One hit wonders can take up to 75% of cache space. BF can help identify so that you can skip caching such items and save cache space.
Check for weak passwords, malicious URLs, username etc. If you want 100% accuracy, check in BF first and fallback to the real data store as required.
In a NoSQL type database, check BF on whether an item exists before going to the disk. Therefore, decrease disk access.
Count min sketch.
Estimate frequency of all elements in a set.
2D array. Each row is for a given hash function, so R hash functions. These functions give a number between 0 and C-1, where C is the number of columns.
Once all elements are added in the stream, how do you find one with the highest frequency?
If you have the superset of all elements, you can make another pass on it and keep track of the most frequent element.

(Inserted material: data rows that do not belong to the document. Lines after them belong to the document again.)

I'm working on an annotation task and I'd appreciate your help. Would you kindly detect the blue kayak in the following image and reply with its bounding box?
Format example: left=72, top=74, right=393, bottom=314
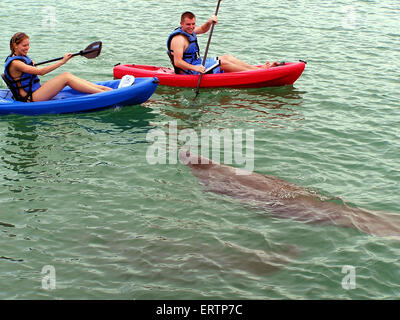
left=0, top=78, right=158, bottom=115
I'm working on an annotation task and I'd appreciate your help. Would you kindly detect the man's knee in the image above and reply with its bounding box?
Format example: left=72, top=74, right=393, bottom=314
left=60, top=71, right=72, bottom=79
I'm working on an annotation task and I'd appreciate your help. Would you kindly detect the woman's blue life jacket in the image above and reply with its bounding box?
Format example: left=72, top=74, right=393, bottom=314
left=167, top=27, right=202, bottom=74
left=4, top=55, right=40, bottom=102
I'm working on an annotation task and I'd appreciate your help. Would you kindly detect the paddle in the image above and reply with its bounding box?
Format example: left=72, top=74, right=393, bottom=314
left=35, top=41, right=102, bottom=66
left=194, top=0, right=221, bottom=100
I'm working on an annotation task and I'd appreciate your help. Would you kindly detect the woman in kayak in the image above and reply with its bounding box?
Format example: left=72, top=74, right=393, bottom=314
left=4, top=32, right=112, bottom=102
left=167, top=11, right=278, bottom=74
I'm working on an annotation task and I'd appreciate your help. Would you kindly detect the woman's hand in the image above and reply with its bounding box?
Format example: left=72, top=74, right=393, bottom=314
left=193, top=65, right=206, bottom=73
left=61, top=53, right=72, bottom=64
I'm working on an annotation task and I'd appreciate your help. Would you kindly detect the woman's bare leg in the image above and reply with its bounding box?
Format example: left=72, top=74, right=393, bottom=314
left=33, top=72, right=112, bottom=101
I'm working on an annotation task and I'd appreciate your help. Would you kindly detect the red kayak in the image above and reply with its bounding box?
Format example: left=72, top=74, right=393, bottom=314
left=114, top=61, right=305, bottom=88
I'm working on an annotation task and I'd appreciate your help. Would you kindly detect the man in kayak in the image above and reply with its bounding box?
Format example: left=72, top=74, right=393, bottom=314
left=4, top=32, right=112, bottom=102
left=167, top=11, right=278, bottom=74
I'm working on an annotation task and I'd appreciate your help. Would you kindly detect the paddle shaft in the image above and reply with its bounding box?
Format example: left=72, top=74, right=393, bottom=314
left=194, top=0, right=221, bottom=99
left=35, top=49, right=98, bottom=66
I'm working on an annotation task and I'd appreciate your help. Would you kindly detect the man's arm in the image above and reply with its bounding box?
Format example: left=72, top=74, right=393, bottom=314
left=194, top=16, right=218, bottom=34
left=171, top=35, right=205, bottom=73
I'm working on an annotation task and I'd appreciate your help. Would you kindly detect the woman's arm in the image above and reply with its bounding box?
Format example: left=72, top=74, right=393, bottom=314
left=10, top=53, right=72, bottom=76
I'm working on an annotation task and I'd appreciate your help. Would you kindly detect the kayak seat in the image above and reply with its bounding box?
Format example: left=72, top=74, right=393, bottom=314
left=167, top=50, right=181, bottom=74
left=1, top=73, right=18, bottom=100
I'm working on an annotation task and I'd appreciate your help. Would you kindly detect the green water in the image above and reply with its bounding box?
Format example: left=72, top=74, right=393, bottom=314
left=0, top=0, right=400, bottom=299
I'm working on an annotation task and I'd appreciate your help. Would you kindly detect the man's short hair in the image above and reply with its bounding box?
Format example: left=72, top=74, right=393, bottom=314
left=181, top=11, right=196, bottom=22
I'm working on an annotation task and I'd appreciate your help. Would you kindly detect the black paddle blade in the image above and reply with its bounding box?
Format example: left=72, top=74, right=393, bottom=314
left=80, top=41, right=103, bottom=59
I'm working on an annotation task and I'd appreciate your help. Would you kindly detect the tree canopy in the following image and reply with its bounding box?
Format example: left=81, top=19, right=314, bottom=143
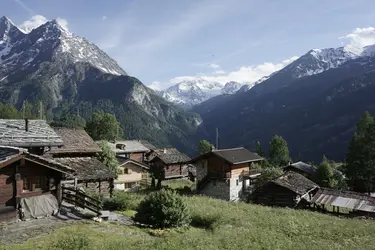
left=269, top=135, right=290, bottom=167
left=344, top=112, right=375, bottom=192
left=198, top=140, right=214, bottom=155
left=86, top=111, right=121, bottom=141
left=51, top=114, right=86, bottom=128
left=255, top=141, right=265, bottom=157
left=317, top=156, right=335, bottom=188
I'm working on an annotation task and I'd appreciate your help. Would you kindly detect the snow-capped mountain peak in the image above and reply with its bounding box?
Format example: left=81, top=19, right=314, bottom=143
left=221, top=81, right=243, bottom=94
left=0, top=17, right=126, bottom=78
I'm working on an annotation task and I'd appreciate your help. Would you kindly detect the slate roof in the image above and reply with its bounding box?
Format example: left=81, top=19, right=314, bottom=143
left=0, top=146, right=74, bottom=175
left=117, top=157, right=150, bottom=169
left=49, top=128, right=101, bottom=154
left=271, top=171, right=319, bottom=195
left=0, top=119, right=63, bottom=147
left=286, top=161, right=316, bottom=176
left=191, top=147, right=263, bottom=165
left=0, top=146, right=27, bottom=163
left=139, top=140, right=157, bottom=150
left=311, top=188, right=375, bottom=212
left=53, top=157, right=116, bottom=180
left=151, top=148, right=190, bottom=164
left=108, top=140, right=150, bottom=154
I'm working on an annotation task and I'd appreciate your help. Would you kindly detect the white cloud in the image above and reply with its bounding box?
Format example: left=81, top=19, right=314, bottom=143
left=214, top=69, right=225, bottom=75
left=19, top=15, right=68, bottom=32
left=208, top=63, right=220, bottom=69
left=339, top=27, right=375, bottom=54
left=149, top=56, right=298, bottom=90
left=20, top=15, right=48, bottom=32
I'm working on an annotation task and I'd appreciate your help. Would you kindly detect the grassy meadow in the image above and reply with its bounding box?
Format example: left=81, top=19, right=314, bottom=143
left=4, top=182, right=375, bottom=250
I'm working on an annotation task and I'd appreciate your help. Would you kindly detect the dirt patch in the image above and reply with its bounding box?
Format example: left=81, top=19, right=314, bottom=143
left=0, top=212, right=134, bottom=245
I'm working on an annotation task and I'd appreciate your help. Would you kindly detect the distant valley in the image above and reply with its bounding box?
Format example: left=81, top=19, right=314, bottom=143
left=0, top=17, right=201, bottom=154
left=192, top=43, right=375, bottom=162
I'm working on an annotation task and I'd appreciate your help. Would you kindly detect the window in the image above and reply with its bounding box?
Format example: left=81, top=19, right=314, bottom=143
left=125, top=182, right=137, bottom=189
left=22, top=176, right=47, bottom=192
left=34, top=176, right=44, bottom=189
left=22, top=177, right=31, bottom=191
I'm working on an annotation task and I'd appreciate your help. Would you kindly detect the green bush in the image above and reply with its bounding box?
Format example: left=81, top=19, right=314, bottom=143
left=49, top=234, right=92, bottom=250
left=135, top=190, right=191, bottom=228
left=103, top=191, right=138, bottom=211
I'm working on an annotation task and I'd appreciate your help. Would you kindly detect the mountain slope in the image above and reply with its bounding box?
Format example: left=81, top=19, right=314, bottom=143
left=159, top=77, right=243, bottom=109
left=0, top=17, right=200, bottom=153
left=192, top=46, right=375, bottom=161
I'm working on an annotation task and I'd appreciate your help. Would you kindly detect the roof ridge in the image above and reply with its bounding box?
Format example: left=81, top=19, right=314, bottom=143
left=212, top=147, right=245, bottom=152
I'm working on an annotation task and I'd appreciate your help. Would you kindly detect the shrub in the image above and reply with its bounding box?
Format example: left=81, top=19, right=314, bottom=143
left=49, top=234, right=92, bottom=250
left=103, top=191, right=137, bottom=211
left=135, top=190, right=191, bottom=228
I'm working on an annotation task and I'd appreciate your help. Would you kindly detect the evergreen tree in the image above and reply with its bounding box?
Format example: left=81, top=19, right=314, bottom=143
left=51, top=114, right=86, bottom=128
left=98, top=141, right=119, bottom=173
left=345, top=112, right=375, bottom=192
left=317, top=156, right=336, bottom=188
left=86, top=111, right=121, bottom=141
left=269, top=135, right=290, bottom=167
left=255, top=141, right=265, bottom=157
left=198, top=140, right=214, bottom=155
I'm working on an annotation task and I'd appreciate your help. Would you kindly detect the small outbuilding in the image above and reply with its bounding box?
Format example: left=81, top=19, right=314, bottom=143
left=252, top=171, right=319, bottom=207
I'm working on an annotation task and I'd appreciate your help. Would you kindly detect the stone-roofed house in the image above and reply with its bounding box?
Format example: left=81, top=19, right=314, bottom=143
left=252, top=171, right=319, bottom=207
left=108, top=140, right=150, bottom=162
left=139, top=140, right=157, bottom=150
left=44, top=128, right=116, bottom=197
left=284, top=161, right=343, bottom=182
left=149, top=148, right=190, bottom=185
left=114, top=157, right=149, bottom=192
left=0, top=119, right=63, bottom=155
left=0, top=146, right=75, bottom=221
left=190, top=147, right=263, bottom=201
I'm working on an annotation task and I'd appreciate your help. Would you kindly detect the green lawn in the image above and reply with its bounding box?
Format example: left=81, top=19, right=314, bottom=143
left=4, top=181, right=375, bottom=250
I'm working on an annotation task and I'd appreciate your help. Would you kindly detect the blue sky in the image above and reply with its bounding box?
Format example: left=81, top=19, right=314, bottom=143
left=1, top=0, right=375, bottom=88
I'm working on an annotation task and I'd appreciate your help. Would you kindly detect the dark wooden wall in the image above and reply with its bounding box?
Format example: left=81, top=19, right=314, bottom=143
left=252, top=182, right=297, bottom=207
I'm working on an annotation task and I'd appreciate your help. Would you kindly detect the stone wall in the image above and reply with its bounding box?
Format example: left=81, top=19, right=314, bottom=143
left=199, top=180, right=229, bottom=200
left=229, top=176, right=245, bottom=201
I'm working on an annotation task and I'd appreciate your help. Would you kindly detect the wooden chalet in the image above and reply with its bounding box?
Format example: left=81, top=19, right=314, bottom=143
left=114, top=157, right=149, bottom=192
left=252, top=171, right=319, bottom=207
left=149, top=148, right=190, bottom=180
left=0, top=146, right=74, bottom=221
left=44, top=128, right=116, bottom=197
left=108, top=140, right=150, bottom=162
left=0, top=119, right=64, bottom=155
left=284, top=161, right=343, bottom=182
left=311, top=188, right=375, bottom=217
left=284, top=161, right=316, bottom=181
left=190, top=148, right=263, bottom=201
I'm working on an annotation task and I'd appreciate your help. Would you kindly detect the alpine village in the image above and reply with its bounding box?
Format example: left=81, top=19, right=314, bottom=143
left=0, top=10, right=375, bottom=250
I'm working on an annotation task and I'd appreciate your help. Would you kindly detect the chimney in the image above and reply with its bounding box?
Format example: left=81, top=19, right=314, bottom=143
left=25, top=118, right=29, bottom=132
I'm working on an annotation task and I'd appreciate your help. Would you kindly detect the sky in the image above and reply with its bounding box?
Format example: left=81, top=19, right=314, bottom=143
left=0, top=0, right=375, bottom=90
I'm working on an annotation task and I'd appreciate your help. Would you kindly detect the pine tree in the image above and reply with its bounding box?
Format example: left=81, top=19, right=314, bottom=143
left=255, top=141, right=264, bottom=157
left=344, top=112, right=375, bottom=192
left=317, top=156, right=336, bottom=188
left=198, top=140, right=214, bottom=155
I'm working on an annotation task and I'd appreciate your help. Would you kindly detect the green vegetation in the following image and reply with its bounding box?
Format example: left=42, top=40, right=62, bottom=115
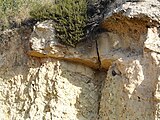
left=0, top=0, right=87, bottom=47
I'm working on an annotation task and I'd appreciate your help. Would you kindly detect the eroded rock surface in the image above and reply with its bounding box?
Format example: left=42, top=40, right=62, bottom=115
left=0, top=0, right=160, bottom=120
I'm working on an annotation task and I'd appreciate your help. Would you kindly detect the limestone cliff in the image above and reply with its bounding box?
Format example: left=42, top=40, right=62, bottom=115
left=0, top=0, right=160, bottom=120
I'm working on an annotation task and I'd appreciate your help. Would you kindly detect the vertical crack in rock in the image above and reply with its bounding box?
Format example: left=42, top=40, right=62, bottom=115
left=95, top=39, right=101, bottom=69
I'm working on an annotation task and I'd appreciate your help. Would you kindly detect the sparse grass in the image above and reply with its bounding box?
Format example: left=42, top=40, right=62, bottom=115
left=0, top=0, right=87, bottom=47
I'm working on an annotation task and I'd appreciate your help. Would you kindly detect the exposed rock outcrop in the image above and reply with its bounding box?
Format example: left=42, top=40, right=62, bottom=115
left=0, top=0, right=160, bottom=120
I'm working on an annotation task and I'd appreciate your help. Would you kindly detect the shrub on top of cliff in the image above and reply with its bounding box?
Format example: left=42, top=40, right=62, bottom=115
left=30, top=0, right=87, bottom=47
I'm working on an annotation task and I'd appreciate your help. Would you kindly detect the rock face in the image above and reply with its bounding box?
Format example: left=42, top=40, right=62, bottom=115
left=0, top=0, right=160, bottom=120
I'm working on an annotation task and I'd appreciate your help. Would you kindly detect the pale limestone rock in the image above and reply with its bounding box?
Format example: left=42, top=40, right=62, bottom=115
left=0, top=0, right=160, bottom=120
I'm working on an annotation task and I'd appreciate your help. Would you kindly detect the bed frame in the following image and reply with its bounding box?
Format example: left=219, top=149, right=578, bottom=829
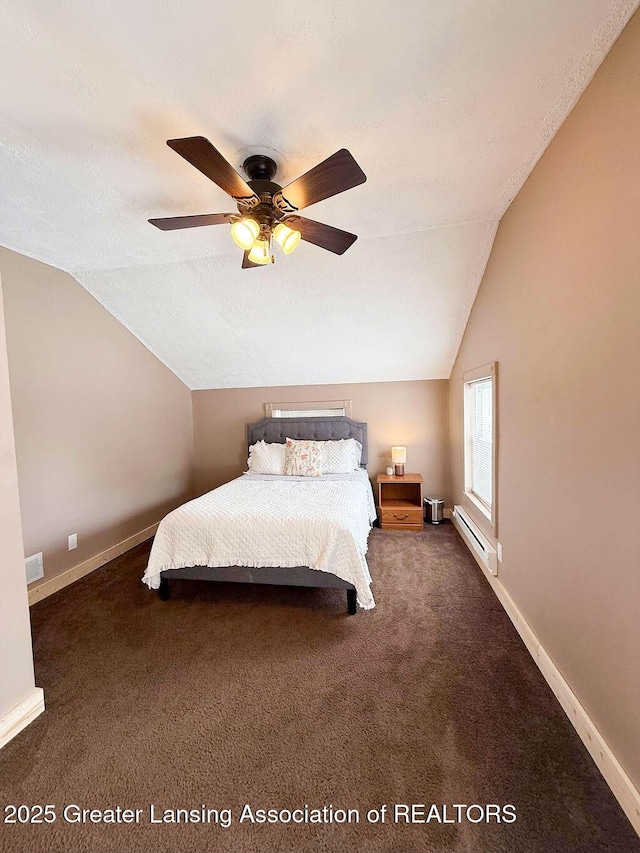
left=158, top=417, right=368, bottom=616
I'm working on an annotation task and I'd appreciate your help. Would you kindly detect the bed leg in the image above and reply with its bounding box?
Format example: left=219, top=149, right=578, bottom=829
left=158, top=578, right=171, bottom=601
left=347, top=589, right=358, bottom=616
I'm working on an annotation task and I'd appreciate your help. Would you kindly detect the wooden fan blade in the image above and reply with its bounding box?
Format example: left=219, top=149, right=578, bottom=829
left=149, top=213, right=235, bottom=231
left=273, top=148, right=367, bottom=213
left=283, top=215, right=358, bottom=255
left=167, top=136, right=260, bottom=209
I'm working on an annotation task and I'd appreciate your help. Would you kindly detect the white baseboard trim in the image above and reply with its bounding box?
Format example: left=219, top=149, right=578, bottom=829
left=452, top=524, right=640, bottom=835
left=0, top=687, right=44, bottom=749
left=29, top=521, right=160, bottom=607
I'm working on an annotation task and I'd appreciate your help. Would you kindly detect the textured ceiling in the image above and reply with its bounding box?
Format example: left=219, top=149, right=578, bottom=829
left=0, top=0, right=637, bottom=388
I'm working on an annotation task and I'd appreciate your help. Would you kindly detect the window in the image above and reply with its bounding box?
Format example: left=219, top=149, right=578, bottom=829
left=265, top=400, right=351, bottom=418
left=464, top=362, right=496, bottom=528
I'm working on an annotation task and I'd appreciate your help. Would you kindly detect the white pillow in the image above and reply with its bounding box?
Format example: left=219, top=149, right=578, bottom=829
left=247, top=441, right=287, bottom=474
left=320, top=438, right=362, bottom=474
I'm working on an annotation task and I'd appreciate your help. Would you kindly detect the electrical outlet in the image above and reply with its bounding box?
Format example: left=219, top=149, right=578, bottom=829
left=24, top=551, right=44, bottom=583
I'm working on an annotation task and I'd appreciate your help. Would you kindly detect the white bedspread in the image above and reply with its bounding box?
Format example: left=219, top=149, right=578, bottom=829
left=142, top=470, right=376, bottom=610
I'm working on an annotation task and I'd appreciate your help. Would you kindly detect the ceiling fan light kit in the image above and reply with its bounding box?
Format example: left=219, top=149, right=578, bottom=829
left=149, top=136, right=367, bottom=269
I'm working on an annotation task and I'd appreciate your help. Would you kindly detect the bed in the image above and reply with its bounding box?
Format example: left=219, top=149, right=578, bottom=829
left=143, top=417, right=376, bottom=615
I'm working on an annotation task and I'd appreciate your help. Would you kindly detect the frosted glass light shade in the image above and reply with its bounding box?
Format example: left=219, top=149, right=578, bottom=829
left=391, top=447, right=407, bottom=465
left=249, top=240, right=271, bottom=264
left=231, top=219, right=260, bottom=251
left=273, top=222, right=301, bottom=255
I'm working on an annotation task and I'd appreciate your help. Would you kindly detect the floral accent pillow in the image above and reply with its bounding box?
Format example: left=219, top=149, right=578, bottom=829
left=284, top=438, right=322, bottom=477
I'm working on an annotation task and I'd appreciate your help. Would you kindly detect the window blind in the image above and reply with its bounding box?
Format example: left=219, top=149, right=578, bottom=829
left=469, top=376, right=493, bottom=509
left=271, top=406, right=345, bottom=418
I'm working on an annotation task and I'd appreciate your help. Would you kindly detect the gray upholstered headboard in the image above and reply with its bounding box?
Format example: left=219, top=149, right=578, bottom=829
left=247, top=417, right=367, bottom=468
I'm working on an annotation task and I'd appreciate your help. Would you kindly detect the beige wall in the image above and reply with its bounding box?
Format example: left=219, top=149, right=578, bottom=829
left=450, top=14, right=640, bottom=786
left=193, top=380, right=449, bottom=506
left=0, top=250, right=193, bottom=587
left=0, top=268, right=35, bottom=718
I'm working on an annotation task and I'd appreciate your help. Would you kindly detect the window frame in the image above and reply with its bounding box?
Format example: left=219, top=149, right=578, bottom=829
left=462, top=361, right=498, bottom=535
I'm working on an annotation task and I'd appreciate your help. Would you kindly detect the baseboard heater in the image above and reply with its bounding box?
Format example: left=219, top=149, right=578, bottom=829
left=451, top=506, right=498, bottom=575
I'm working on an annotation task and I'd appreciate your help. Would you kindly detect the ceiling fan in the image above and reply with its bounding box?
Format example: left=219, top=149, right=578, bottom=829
left=149, top=136, right=367, bottom=269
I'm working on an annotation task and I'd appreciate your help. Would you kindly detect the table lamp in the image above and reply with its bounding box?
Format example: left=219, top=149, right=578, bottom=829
left=391, top=447, right=407, bottom=477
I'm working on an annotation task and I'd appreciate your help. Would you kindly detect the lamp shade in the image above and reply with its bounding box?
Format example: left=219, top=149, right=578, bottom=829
left=391, top=447, right=407, bottom=465
left=231, top=219, right=260, bottom=250
left=273, top=222, right=302, bottom=255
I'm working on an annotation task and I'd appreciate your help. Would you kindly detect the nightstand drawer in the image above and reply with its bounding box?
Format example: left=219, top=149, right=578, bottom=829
left=380, top=507, right=422, bottom=527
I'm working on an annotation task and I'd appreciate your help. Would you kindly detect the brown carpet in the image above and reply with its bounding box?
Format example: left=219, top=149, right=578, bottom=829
left=0, top=525, right=640, bottom=853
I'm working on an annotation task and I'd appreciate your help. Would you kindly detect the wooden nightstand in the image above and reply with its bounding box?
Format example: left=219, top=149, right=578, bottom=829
left=378, top=474, right=424, bottom=530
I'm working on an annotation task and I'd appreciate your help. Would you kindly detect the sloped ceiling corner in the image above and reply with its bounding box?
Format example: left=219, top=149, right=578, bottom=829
left=0, top=0, right=637, bottom=388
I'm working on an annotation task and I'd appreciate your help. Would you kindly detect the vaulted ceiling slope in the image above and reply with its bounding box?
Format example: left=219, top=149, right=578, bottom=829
left=0, top=0, right=637, bottom=388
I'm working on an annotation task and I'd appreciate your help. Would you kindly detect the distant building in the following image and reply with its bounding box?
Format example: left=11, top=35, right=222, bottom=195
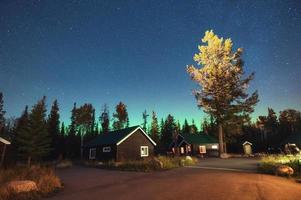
left=170, top=134, right=219, bottom=156
left=84, top=126, right=156, bottom=161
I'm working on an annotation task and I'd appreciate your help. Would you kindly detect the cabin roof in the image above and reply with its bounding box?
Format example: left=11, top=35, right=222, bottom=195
left=85, top=126, right=156, bottom=147
left=181, top=133, right=218, bottom=144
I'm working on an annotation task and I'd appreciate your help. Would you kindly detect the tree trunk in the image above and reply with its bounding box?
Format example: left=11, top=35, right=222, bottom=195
left=27, top=156, right=31, bottom=167
left=80, top=133, right=84, bottom=160
left=218, top=123, right=224, bottom=157
left=0, top=144, right=6, bottom=168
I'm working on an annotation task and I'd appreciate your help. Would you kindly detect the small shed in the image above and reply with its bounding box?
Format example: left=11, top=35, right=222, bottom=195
left=242, top=141, right=252, bottom=155
left=84, top=126, right=156, bottom=162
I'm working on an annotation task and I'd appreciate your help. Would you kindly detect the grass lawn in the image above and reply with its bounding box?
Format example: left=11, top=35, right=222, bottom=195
left=0, top=166, right=62, bottom=200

A better solution is to keep a separate min heap.
While adding an element to the sketch, compare its latest frequency with the minimum element in the heap.
If new frequency is higher than minimum in the heap, remove the minimum and add the current element.
Remember: min heap helps to find top-k elements and vice versa.
Can over-estimate, never under-estimate.
Applications:
Top k elements in a stream. (For e.g., trending products, etc.)
Log log.
Cardinality estimation.
I was thinking one way to estimate cardinality would be to use a bloom filter in conjunction with a counter: when a new item comes, check if it already exists in the filter and, if it isn’t, increase counter by 1.
Should probably work but I could be missing some edge case(s).
Mental model:
Let’s say you hash items such that the binary representation of the result is an X bit number. (X is a design parameter - up to you.) If the hash function is truly random, the bits should be evenly distributed in the result.
If cardinality of the dataset is N, we expect N/2 items to be 1XXX…, N/4 to be 01XXX…, N/8 to be 001XXX… etc.
If the maximum position of 1 is k from the start, N/2^k is approximately 1. So, cardinality is approximately 2^k.
Randomness can cause issues with the calculation. Two ways to fix it.
Multiple hash functions:
Apply multiple hash functions, each will give some cardinality. Final result is average of all these.
Expensive.
Buckets with single hash function:
Use first Y bits (out of X) to bucketize the results. So, Y == 10 will result in 2^10 buckets.
Use the remaining X-Y bits per the original idea. So, for every bucket, you get some cardinality.
Average the bucket-level cardinality numbers and multiply by 2^Y to get the final result.
There is nothing special about choosing 00…1XX… (i.e. leading zeros). You are free to choose XX…100… (i.e. zeros at the end), 11…0XX… (i.e. leading 1s instead of 0s) etc.
Hyper log log is a variant on top of log-log that decreases error percentage. But the core idea is the same.